Before going through this tutorial take a look at the overview section to get an understanding of the structure of the tutorial.

Harp LDA is a distributed variational bayes inference (VB) algorithm for LDA model which is able to model a large and continuously expanding dataset using Harp collective communication library. We demonstrate how variational bayes inference converges within Map-Collective jobs provided by Harp. We provide results of the experiments conducted on a corpus of Wikipedia Dataset.

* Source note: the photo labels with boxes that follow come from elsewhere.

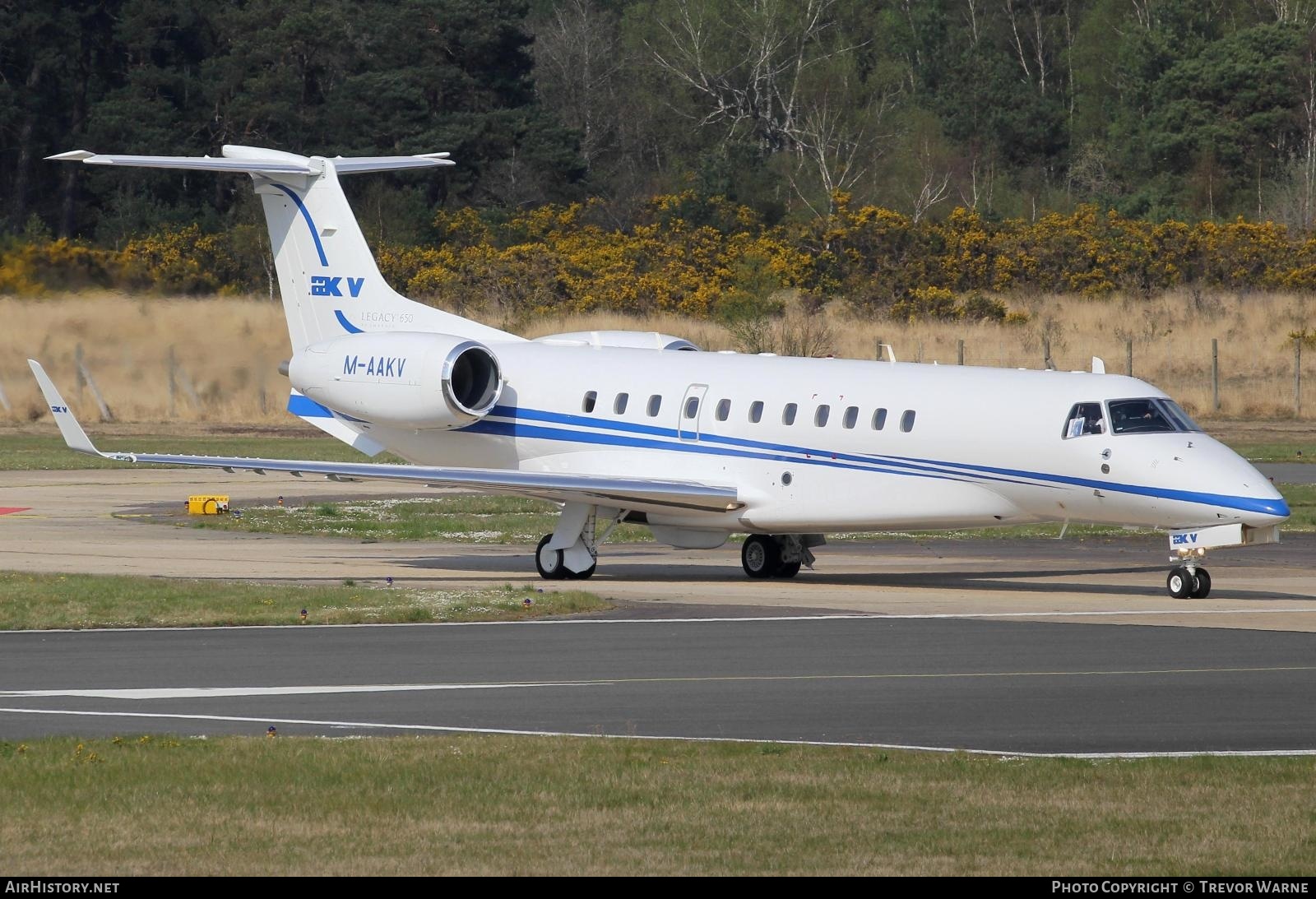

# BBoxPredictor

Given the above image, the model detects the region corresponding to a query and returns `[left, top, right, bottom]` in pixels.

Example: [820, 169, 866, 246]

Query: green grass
[1226, 436, 1316, 462]
[0, 429, 400, 471]
[0, 572, 608, 631]
[192, 484, 1316, 544]
[0, 426, 1316, 471]
[0, 737, 1316, 877]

LDA is a popular topic modeling algorithm. We follow the Mr.LDA to implement distributed variational inference LDA on Harp with it’s dynamic scheduler, allreduce and push-pull communication models.

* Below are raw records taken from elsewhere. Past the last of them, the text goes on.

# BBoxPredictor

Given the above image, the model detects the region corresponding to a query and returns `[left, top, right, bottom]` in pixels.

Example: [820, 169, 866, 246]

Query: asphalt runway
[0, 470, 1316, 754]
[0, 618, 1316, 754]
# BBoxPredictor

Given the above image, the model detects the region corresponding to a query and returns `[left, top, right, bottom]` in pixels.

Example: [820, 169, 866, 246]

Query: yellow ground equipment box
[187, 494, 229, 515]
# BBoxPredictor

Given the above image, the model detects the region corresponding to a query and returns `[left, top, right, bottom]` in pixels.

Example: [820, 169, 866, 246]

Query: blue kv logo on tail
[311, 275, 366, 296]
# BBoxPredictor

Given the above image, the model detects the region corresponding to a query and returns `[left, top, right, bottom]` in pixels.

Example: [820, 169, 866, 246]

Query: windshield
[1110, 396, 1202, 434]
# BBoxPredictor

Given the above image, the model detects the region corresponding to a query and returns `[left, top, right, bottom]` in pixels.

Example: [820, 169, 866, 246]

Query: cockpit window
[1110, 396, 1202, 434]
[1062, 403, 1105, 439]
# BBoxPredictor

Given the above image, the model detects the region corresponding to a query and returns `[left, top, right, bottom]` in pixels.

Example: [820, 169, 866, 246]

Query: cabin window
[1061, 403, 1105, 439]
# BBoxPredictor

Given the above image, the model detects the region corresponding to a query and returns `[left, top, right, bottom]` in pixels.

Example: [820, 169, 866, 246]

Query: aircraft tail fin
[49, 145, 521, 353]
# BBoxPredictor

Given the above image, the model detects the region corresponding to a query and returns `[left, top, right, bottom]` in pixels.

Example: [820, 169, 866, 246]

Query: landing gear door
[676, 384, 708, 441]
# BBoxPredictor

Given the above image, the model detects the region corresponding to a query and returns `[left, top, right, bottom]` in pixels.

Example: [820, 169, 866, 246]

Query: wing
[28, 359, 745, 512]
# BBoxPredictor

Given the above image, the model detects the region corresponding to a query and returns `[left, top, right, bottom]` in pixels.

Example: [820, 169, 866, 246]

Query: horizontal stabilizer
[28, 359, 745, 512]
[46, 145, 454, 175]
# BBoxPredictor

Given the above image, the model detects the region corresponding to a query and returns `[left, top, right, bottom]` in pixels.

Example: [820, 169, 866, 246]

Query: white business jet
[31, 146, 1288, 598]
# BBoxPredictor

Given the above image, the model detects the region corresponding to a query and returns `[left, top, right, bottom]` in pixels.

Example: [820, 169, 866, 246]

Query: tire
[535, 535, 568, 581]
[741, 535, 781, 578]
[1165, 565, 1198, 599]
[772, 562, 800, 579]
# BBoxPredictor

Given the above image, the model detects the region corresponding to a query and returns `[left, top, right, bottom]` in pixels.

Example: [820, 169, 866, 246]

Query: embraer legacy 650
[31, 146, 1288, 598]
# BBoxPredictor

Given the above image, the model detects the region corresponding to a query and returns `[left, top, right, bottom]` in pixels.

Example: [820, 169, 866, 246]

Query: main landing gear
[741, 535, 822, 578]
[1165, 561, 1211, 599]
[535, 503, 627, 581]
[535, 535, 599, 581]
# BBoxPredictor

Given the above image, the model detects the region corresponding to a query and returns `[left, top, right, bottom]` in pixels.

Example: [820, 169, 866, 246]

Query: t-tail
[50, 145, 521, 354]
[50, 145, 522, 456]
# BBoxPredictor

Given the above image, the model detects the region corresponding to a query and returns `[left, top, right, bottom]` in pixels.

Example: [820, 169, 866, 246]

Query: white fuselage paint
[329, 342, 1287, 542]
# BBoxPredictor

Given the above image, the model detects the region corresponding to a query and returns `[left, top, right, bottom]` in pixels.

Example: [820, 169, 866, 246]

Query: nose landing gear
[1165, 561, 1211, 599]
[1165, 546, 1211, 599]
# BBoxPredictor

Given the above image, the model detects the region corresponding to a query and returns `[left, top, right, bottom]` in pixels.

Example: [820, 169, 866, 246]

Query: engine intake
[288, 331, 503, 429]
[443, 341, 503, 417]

The CVB LDA algorithm and workflow

Data

The dataset used is sampled from wikipedia dataset.

Run example

Put data on hdfs

hdfs dfs -put $HARP_ROOT_DIR/datasets/tutorial/lda-cvb/sample-sparse-data/sample-sparse-metadata .
hdfs dfs -mkdir sample-sparse-data
hdfs dfs -put $HARP_ROOT_DIR/datasets/tutorial/lda-cvb/sample-sparse-data/sample-sparse-data-part-1.txt sample-sparse-data
hdfs dfs -put $HARP_ROOT_DIR/datasets/tutorial/lda-cvb/sample-sparse-data/sample-sparse-data-part-0.txt sample-sparse-data

Compile

Select the profile related to your hadoop version. For ex: hadoop-2.6.0. Supported hadoop versions are 2.6.0, 2.7.5 and 2.9.0

cd $HARP_ROOT_DIR
mvn clean package -Phadoop-2.6.0

cd $HARP_ROOT_DIR/contrib/target
cp contrib-0.1.0.jar $HADOOP_HOME
cp $HARP_ROOT_DIR/third_parity/cloud9-1.4.17.jar $HADOOP_HOME/share/hadoop/mapreduce
cd $HADOOP_HOME

Run

hadoop jar contrib-1.0.SNAPSHOT.jar  edu.iu.lda.LdaMapCollective <input dir>  <metafile>  <output dir> <number of terms> <number of topics> <number of docs> <number of MapTasks> <number of iterations> <number of threads> <mode, 1=multithreading>

Example

hadoop jar contrib-1.0.SNAPSHOT.jar  edu.iu.lda.LdaMapCollective sample-sparse-data sample-sparse-metadata  sample-sparse-output 11 2 12 2 5 4 1

Please be noted:

If you are running with mode=0 (sequential version), you will need data with dense format, and the parameter “number of threads” will not be used. If you are running with mode=1, you will need data with sparse format.
Metadata is used for indicating the beginning index of documents in partitions.